We knew that work was (finally, after at least five years of planning) starting on the south side of PS 234, but A. read the fine print posted on the Chambers Street side and noticed that the fence is being replaced.
Of course this set us both into a moment of panic, but if the School Construction Authority keeps its word, the plan is to restore the fence, which is adorned with the brilliant parade of silhouetted steel ships in a piece titled “Dreaming of Far Away Places: The Ships Come to Washington Square Market” by former Tribecan Donna Dennis installed in 1988. The project won New York City’s Art Commission Award for Excellence in Design.
The SCA said that the fence that contains the artwork will be removed and restored in accordance with procedures approved by Public Arts for Public Schools. I tried to get more details — where would it go, who was doing the work — but no luck for now. The entire project is scheduled to be done in fall 2024. I will stay diligent on this one, checking in with the SCA regularly.

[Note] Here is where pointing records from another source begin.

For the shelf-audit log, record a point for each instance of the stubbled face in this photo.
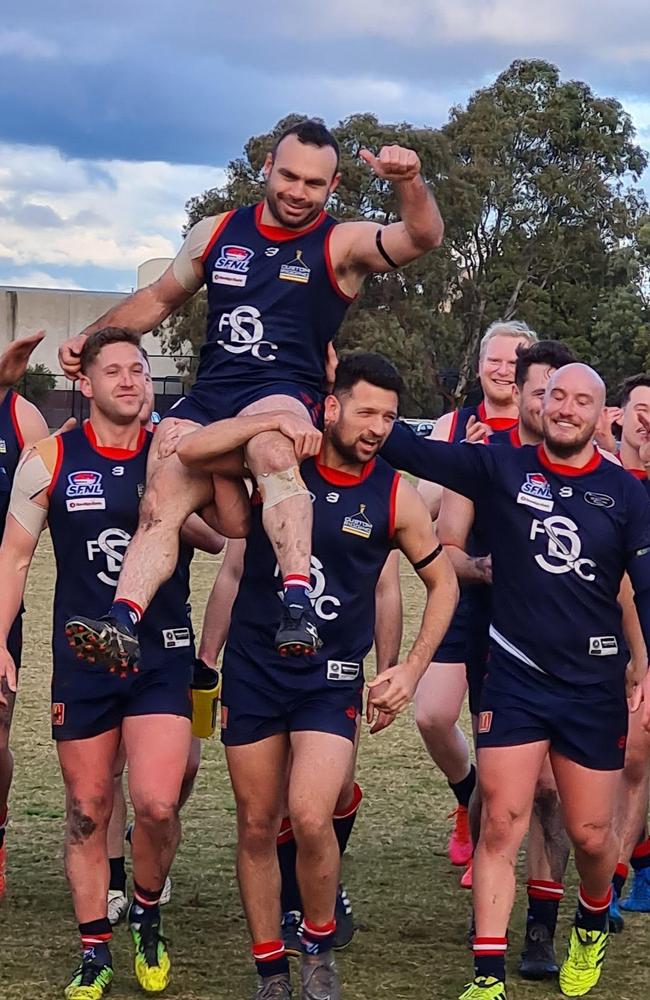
(573, 404)
(299, 180)
(115, 381)
(633, 432)
(496, 368)
(530, 398)
(358, 422)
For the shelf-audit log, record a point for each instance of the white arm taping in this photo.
(32, 477)
(192, 249)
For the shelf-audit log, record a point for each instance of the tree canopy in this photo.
(537, 180)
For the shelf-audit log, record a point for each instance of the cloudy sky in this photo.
(113, 114)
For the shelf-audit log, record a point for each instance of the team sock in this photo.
(270, 959)
(490, 957)
(95, 939)
(620, 878)
(118, 874)
(641, 855)
(593, 914)
(146, 903)
(295, 590)
(463, 789)
(316, 938)
(286, 848)
(126, 613)
(344, 819)
(544, 900)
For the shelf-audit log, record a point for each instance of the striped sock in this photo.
(270, 959)
(95, 939)
(490, 957)
(593, 914)
(544, 900)
(316, 938)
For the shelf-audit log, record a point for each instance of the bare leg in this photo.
(173, 493)
(258, 775)
(157, 749)
(87, 767)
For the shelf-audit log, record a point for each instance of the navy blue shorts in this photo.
(253, 708)
(220, 404)
(88, 700)
(586, 724)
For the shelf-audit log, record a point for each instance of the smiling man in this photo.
(280, 276)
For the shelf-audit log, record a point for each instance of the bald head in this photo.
(573, 404)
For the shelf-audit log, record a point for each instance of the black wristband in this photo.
(428, 559)
(380, 246)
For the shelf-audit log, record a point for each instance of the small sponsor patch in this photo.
(231, 266)
(175, 638)
(485, 722)
(603, 645)
(599, 499)
(296, 270)
(358, 524)
(340, 670)
(536, 492)
(86, 503)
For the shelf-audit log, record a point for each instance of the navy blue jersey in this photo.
(93, 513)
(560, 538)
(353, 527)
(273, 304)
(11, 445)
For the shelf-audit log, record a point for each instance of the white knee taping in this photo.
(275, 487)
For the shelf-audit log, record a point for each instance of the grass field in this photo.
(411, 913)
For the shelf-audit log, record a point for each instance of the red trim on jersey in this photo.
(216, 234)
(331, 273)
(569, 470)
(14, 419)
(392, 505)
(338, 478)
(57, 464)
(119, 454)
(280, 234)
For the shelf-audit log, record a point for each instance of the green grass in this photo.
(413, 917)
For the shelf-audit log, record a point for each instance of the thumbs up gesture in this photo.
(394, 163)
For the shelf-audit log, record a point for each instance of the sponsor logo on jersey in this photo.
(536, 492)
(246, 331)
(58, 713)
(296, 270)
(485, 722)
(358, 524)
(603, 645)
(599, 499)
(176, 638)
(342, 670)
(231, 266)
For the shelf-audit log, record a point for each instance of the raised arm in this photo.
(392, 690)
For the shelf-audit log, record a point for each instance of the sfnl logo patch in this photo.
(85, 491)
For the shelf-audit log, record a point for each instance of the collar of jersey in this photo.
(569, 470)
(338, 478)
(119, 454)
(279, 234)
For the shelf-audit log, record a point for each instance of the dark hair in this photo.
(102, 338)
(311, 132)
(551, 353)
(631, 383)
(362, 367)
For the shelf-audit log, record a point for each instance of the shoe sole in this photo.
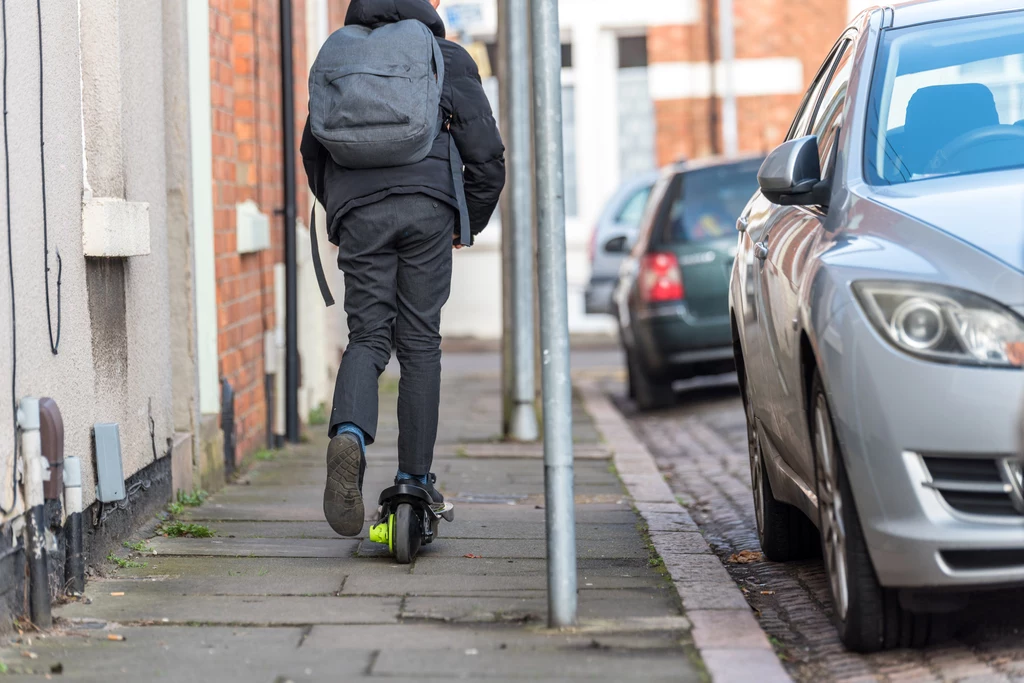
(342, 500)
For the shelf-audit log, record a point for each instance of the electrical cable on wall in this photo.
(54, 342)
(10, 267)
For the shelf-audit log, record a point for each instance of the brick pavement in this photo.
(700, 446)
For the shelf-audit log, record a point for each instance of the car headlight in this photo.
(944, 324)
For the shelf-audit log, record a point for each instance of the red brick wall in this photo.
(805, 30)
(245, 68)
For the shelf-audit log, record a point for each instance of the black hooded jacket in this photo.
(473, 127)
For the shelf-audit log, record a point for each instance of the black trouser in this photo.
(396, 256)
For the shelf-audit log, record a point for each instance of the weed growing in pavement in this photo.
(193, 500)
(176, 529)
(317, 416)
(125, 563)
(139, 547)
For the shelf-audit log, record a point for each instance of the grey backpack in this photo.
(375, 98)
(375, 94)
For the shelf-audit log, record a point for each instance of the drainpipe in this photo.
(75, 563)
(36, 470)
(713, 82)
(291, 268)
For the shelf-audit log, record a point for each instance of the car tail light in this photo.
(660, 279)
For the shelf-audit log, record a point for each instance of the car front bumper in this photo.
(919, 439)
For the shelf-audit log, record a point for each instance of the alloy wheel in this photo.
(830, 508)
(757, 471)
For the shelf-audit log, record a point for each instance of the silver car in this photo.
(614, 233)
(878, 317)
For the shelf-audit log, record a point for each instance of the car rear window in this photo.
(704, 205)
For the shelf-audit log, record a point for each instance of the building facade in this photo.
(641, 87)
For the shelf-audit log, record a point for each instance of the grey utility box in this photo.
(110, 471)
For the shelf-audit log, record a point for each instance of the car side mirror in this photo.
(617, 245)
(792, 174)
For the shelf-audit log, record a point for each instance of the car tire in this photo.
(785, 532)
(868, 616)
(648, 392)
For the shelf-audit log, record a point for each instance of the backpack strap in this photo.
(317, 265)
(465, 235)
(313, 245)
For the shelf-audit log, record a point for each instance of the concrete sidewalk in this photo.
(275, 596)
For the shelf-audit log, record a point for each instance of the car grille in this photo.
(974, 485)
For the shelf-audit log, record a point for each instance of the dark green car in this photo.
(672, 298)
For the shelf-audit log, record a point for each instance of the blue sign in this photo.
(462, 16)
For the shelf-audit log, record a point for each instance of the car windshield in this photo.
(705, 204)
(947, 99)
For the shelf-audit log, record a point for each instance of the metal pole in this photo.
(727, 44)
(559, 512)
(508, 322)
(291, 268)
(524, 426)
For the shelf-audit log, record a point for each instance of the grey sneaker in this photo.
(342, 494)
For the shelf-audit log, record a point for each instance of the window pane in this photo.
(568, 148)
(632, 211)
(632, 52)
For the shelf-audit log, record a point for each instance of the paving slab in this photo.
(251, 569)
(627, 545)
(557, 666)
(621, 603)
(434, 636)
(526, 586)
(148, 603)
(473, 604)
(440, 564)
(255, 547)
(259, 582)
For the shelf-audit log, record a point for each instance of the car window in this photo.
(632, 211)
(807, 108)
(947, 98)
(704, 204)
(828, 119)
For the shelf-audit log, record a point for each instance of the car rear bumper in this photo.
(923, 441)
(671, 340)
(597, 297)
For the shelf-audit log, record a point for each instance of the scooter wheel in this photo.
(408, 534)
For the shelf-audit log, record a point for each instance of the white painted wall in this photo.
(103, 120)
(201, 142)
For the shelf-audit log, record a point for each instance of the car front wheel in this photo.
(785, 532)
(867, 615)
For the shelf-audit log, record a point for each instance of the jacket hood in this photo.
(372, 13)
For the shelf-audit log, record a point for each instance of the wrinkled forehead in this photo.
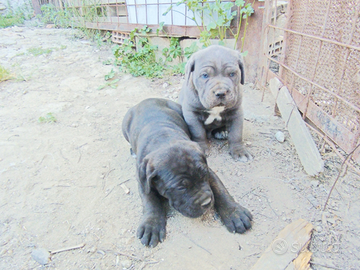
(217, 59)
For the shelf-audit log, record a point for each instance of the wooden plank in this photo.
(305, 147)
(328, 125)
(283, 252)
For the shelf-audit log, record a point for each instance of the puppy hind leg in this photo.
(220, 133)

But back to the art, one of my favorite features in the neighborhood: it includes 14 cut and welded steel panels as well as the 13 ceramic medallions mounted on the pillars between the fence lengths. Dennis intended it to honor the history of Washington Market, which operated on the site starting in 1812 and continued into the 1960s, but she also wanted it to inspire the imagination.
“I wanted to bring this history to life not only for the students but also for others in the community,” Dennis says in her own description of the piece. “I connected with my own childhood, a powerful source for my work, to create the kinds of images that would have set me dreaming then—dreaming of travelling into the past, into the future, travelling to distant places in the world and in my own imagination. My hope was that these images would set others to dreaming their own dreams.”

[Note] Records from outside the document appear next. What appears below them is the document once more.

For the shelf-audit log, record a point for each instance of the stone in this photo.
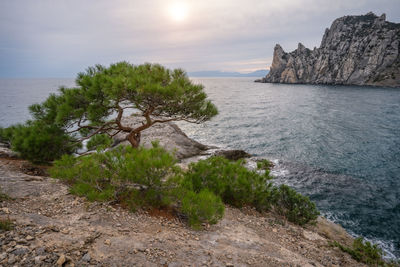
(11, 259)
(61, 260)
(86, 257)
(5, 210)
(40, 251)
(355, 50)
(169, 135)
(233, 154)
(39, 259)
(3, 256)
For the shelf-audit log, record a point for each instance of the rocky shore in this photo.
(55, 228)
(355, 50)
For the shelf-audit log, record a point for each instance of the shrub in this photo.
(294, 206)
(120, 172)
(264, 164)
(40, 143)
(233, 182)
(202, 207)
(364, 251)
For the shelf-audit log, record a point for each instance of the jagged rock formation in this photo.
(356, 50)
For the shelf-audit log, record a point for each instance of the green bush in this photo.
(238, 186)
(264, 164)
(40, 143)
(233, 182)
(294, 206)
(365, 252)
(99, 141)
(202, 207)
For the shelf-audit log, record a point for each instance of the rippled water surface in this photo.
(338, 144)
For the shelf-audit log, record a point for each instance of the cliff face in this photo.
(357, 50)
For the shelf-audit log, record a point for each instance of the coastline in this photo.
(53, 226)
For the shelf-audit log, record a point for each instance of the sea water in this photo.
(340, 145)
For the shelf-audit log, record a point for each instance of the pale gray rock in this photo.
(168, 134)
(355, 50)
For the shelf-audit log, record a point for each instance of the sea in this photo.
(339, 145)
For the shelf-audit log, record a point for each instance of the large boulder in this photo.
(355, 50)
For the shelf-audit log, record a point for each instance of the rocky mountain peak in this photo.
(359, 50)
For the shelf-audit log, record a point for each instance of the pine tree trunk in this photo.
(134, 139)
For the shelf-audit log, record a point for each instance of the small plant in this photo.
(365, 252)
(4, 197)
(137, 173)
(234, 183)
(6, 225)
(40, 143)
(202, 207)
(264, 164)
(294, 206)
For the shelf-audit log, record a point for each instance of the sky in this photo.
(59, 38)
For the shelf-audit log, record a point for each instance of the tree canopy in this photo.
(97, 104)
(94, 108)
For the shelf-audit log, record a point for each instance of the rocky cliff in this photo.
(356, 50)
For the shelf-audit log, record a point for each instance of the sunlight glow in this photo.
(178, 11)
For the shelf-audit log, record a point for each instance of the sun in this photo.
(178, 11)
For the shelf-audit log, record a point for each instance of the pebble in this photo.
(40, 251)
(3, 256)
(20, 251)
(6, 210)
(61, 260)
(86, 257)
(39, 259)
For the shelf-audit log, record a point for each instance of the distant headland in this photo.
(355, 50)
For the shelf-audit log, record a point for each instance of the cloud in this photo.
(60, 38)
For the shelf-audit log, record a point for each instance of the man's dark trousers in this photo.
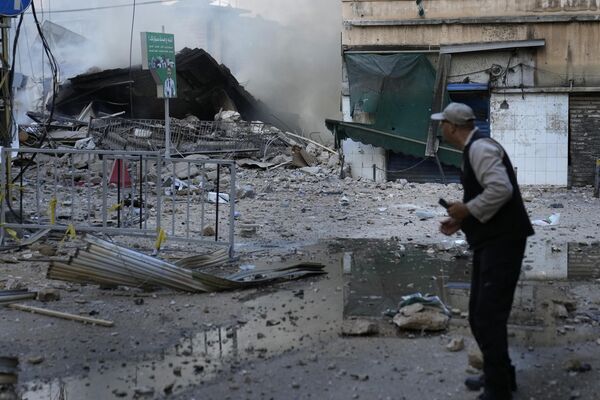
(496, 269)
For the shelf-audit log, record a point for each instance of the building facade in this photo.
(529, 68)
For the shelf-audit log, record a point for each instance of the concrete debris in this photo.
(577, 365)
(301, 158)
(456, 344)
(475, 357)
(48, 294)
(427, 319)
(208, 230)
(359, 327)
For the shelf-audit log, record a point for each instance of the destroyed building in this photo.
(204, 89)
(527, 68)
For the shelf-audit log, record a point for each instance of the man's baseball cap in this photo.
(456, 113)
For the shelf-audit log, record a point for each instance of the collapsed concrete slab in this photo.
(204, 89)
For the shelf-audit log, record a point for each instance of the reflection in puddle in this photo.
(365, 277)
(281, 321)
(544, 312)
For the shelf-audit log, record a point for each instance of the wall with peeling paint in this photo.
(407, 9)
(534, 130)
(571, 55)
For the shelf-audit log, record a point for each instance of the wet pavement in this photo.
(365, 278)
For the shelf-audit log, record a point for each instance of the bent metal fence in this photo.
(227, 137)
(133, 193)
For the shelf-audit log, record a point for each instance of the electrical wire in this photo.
(130, 62)
(106, 7)
(54, 69)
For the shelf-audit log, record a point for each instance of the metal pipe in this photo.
(217, 204)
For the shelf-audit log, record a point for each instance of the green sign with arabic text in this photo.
(158, 55)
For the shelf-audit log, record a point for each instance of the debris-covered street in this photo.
(230, 209)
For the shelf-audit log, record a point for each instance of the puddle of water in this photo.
(379, 273)
(284, 320)
(365, 277)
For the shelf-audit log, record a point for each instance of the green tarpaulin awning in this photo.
(367, 135)
(395, 91)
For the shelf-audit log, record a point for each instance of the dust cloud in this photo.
(285, 52)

Among the ships depicted are the Joseph Pulitzer, a plumb-bowed schooner of 1896; the ferry Hunchback as seen in 1959; the Chinese junk named Keying, which appeared in the New York Harbor on July 13, 1847, having left Canton, China 212 days earlier; Robert Fulton’s Clermont, which cast off in 1807 and steamed up the Hudson to Albany, demonstrating the practicability of steamship transportation.
The hand-glazed ceramic medallions expand on the theme of Washington Market, showing views of buildings, stalls and patrons over the years.
Dennis lived and worked for years in 131-135 Duane, starting in 1973 until she was forced to take a buyout in 2019, when the building was sold and work began on a gut renovation.